Scientists have quantified flavor-associated chemicals in 398 varieties of tomatoes in order to create a "roadmap" for improving flavor:

Bite into a supermarket tomato and you'll probably notice something missing: taste. Scientists think they can put the yum back into the grocery tomato by tinkering with its genetic recipe. Researchers are reinstalling five long-lost genetic traits that add much of the sweet-yet-acidic taste that had been bred out of mass-produced tomatoes for the past 50 years. They're using mostly natural breeding methods, not genetic modification technology.

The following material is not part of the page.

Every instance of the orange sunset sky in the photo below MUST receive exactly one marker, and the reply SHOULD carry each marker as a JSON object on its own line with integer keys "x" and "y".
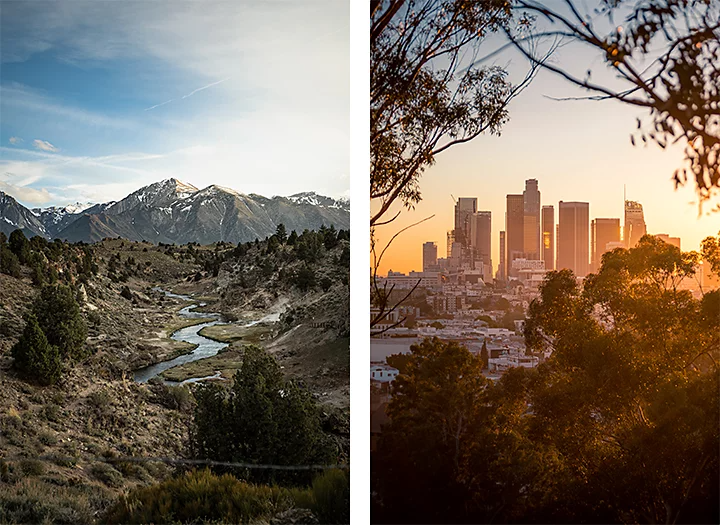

[...] One key issue is size. Growers keep increasing individual tomato size and grow more per plant. The trouble is that there is a limit to how much sugar each tomato plant can produce. Bigger tomatoes and more of them means less sugar per tomato and less taste, Klee said. So Klee and colleagues looked at the genomes of the mass-produced tomato varieties and heirloom tomatoes to try to help the grocery tomatoes catch up to their backyard garden taste.

[...] Klee isolated some sugar genes and ones more geared to pure taste, but figured those won't work as well because they clash against shipping and size needs. So he found areas that affect the aroma of tomatoes but not size or heartiness. Reintroducing those into mass-produced tomatoes should work because smell is a big factor in taste, he said. Altering genes in a lab would make the process faster, but because of consumer distrust and regulations, Klee is opting for natural breeding methods – with help from an electric toothbrush to spread pollen.

It sounds like the quest for a tasty tomato will be delayed for years because GMOs are scaaaary.

Also at NYT.

A chemical genetic roadmap to improved tomato flavor (DOI: 10.1126/science.aal1556) (DX)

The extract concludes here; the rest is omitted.